Package Requirements

Ensure you have the following Python packages installed:

  • fastapi
  • uvicorn
  • pydantic
  • celery
  • redis
  • python-dotenv
  • swagger-ui-bundle
  • snowflake-ml-python
  • snowflake-snowpark-python==1.18.0
  • scikit-learn==1.3.0
  • pandas
  • sqlalchemy
  • snowflake-connector-python
  • snowflake-connector-python[pandas]
  • snowflake-sqlalchemy

How to Run

  1. Clone the repository:

    sh
    git clone <repository-url>
    cd <repository-directory>
    
  2. Set up your environment: Note SnowFlake account must be in AWS-Orgeon or other Cortex supported zone

Create a .env file in the root directory and add the following environment variables:

CELERY_BROKER_URL=redis://redis:6379/0
CELERY_RESULT_BACKEND=redis://redis:6379/0
SNOWFLAKE_CONFIG='{
    "user": "<your-snowflake-username>",
    "password": "<your-snowflake-password>",
    "account": "<your-snowflake-account>",
    "warehouse": "<default-warehouse>",
    "database": "<default-database>",
    "schema": "<default-schema>",
    "role": "<default-role>"
}'

Build and run the Docker containers:

docker-compose up --build

API Endpoints Overview

/data/upload

Description: Upload a CSV file and initiate a long-running job to load data into Snowflake. This process creates its own stage automatically. Important ensure all column headers in the upload file are lowercase.

  • Method: POST
  • Parameters:
    • file (UploadFile): The file to upload.
    • table_name (str): The name of the table to create in Snowflake.
    • database (str, optional): The name of the database.
    • schema (str, optional): The name of the schema.
    • warehouse (str, optional): The name of the warehouse.
    • role (str, optional): The role to use.
  • Returns: The task ID of the Celery job.

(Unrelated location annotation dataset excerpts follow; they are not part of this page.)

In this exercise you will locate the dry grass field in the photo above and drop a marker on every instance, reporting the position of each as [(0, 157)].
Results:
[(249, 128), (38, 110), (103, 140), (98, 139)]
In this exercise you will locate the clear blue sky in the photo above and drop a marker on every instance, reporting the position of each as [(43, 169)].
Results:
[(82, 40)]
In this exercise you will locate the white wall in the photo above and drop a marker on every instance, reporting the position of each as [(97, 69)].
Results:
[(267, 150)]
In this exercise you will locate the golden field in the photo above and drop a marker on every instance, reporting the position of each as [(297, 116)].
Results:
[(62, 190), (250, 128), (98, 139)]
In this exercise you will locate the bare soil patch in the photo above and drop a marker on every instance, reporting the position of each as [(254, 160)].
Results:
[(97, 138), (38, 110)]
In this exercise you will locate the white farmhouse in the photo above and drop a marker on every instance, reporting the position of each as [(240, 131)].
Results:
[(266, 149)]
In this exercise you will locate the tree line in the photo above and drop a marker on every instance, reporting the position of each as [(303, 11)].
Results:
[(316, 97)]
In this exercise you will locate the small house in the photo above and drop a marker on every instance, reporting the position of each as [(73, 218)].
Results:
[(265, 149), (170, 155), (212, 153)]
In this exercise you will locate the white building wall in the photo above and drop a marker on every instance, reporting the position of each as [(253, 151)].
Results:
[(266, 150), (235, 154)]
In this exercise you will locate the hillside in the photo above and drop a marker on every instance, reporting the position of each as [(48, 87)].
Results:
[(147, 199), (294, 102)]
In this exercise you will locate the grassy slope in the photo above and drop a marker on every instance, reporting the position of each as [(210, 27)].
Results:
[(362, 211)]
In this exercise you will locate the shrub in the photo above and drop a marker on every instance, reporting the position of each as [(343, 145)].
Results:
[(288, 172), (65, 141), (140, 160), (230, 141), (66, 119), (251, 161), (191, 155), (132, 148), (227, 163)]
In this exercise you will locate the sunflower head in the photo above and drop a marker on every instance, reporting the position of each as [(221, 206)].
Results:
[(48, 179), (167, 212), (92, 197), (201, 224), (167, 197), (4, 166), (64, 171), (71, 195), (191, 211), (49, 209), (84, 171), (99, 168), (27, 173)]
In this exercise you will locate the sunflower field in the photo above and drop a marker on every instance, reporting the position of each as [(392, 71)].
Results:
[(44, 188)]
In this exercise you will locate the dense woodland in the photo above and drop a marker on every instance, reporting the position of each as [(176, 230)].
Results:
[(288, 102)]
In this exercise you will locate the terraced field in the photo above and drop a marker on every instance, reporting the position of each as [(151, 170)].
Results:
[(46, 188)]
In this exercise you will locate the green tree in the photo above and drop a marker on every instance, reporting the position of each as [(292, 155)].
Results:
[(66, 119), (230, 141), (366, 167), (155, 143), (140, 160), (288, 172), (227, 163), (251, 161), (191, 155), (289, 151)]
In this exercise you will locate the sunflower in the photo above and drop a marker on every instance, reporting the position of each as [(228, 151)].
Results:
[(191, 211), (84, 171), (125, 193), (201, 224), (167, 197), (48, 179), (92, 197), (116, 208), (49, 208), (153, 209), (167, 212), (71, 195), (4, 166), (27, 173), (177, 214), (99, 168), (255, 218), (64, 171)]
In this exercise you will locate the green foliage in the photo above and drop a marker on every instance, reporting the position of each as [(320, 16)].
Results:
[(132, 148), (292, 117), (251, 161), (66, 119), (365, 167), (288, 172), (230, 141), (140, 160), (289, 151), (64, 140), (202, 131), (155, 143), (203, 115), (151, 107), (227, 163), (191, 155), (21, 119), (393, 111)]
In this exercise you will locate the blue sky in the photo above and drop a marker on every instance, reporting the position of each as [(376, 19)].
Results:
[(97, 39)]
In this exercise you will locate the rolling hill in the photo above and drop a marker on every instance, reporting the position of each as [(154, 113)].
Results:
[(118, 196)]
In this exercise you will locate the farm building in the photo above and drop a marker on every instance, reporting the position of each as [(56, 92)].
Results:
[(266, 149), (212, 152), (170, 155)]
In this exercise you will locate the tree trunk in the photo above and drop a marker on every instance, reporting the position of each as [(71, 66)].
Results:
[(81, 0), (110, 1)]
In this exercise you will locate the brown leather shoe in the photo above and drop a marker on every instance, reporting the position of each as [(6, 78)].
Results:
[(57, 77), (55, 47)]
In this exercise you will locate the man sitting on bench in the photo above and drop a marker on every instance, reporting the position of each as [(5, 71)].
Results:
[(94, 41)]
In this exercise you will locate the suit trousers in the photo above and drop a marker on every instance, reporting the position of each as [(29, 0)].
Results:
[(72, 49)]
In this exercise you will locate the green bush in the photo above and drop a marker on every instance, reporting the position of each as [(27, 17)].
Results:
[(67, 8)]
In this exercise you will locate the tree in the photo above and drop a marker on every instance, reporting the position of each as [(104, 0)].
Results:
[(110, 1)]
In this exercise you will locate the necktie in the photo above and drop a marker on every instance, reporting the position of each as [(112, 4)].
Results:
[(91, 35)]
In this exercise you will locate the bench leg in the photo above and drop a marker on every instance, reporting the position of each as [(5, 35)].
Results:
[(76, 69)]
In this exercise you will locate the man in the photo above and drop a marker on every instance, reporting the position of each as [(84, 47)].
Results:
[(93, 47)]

/data/create/tables/classification

Description: Create classification tables in Snowflake.

  • Method: POST
  • Parameters: (ClassificationRequest)
    • table_name (str): The name of the table.
    • source_columns (list[str]): The source columns for classification.
    • target_column (str): The target column for classification.
    • database (str, optional): The name of the database.
    • schema (str, optional): The name of the schema.
    • warehouse (str, optional): The name of the warehouse.
    • role (str, optional): The role to use.
    • template (str, optional): A template for formatting, source column will be formatted using this template.
    • create_validation (bool, optional): Whether to create validation on training data(split is random 90-10).
    • llm_calssification_train_source (bool, optional): Whether to prepare data to train LLM's. Creates prompts for LLM training in source column. E.g. Converted text on SOURCE will be "hooray, we won" Emotion: Happy, Sad, Angry etc. Single response on target train only for happy. No elaborated text. TARGET will be happy.
  • Returns: Combination of source columns as concat string, in template format or concatinated using ':' based on. Also takes target column and creates target table of target column and target column numbered. The source and target columns numbered added to a copy of base table, training, validation and predict tables(Targets not being defined would be null).

/classification/gbm/train

Description: Train a GBM classification model in Snowflake.

  • Method: POST
  • Parameters: (GBMTrainRequest)
    • training_table (str): The training table name.
    • database (str, optional): The name of the database.
    • schema (str, optional): The name of the schema.
    • warehouse (str, optional): The name of the warehouse.
    • role (str, optional): The role to use.
  • Returns: Model name.

/classification/gbm/predict

Description: Generate predictions using a trained GBM classification model in Snowflake.

  • Method: POST
  • Parameters: (GBMPredictRequest)
    • model_name (str): The name of the model.
    • predict_table (str): The table to predict.
    • database (str, optional): The name of the database.
    • schema (str, optional): The name of the schema.
    • warehouse (str, optional): The name of the warehouse.
    • role (str, optional): The role to use.
  • Returns: Results table.

/classification/gbm/info

Description: Retrieve model evaluation metrics for a GBM classification model in Snowflake.

  • Method: GET
  • Parameters:
    • model_name (str): The name of the model.
    • database (str, optional): The name of the database.
    • schema (str, optional): The name of the schema.
    • warehouse (str, optional): The name of the warehouse.
    • role (str, optional): The role to use.
  • Returns: The model evaluation metrics.

/classification/llm/train

Description: Train an LLM classification model in Snowflake.

  • Method: POST
  • Parameters: (LLMTrainRequest)
    • training_table (str): The training table name.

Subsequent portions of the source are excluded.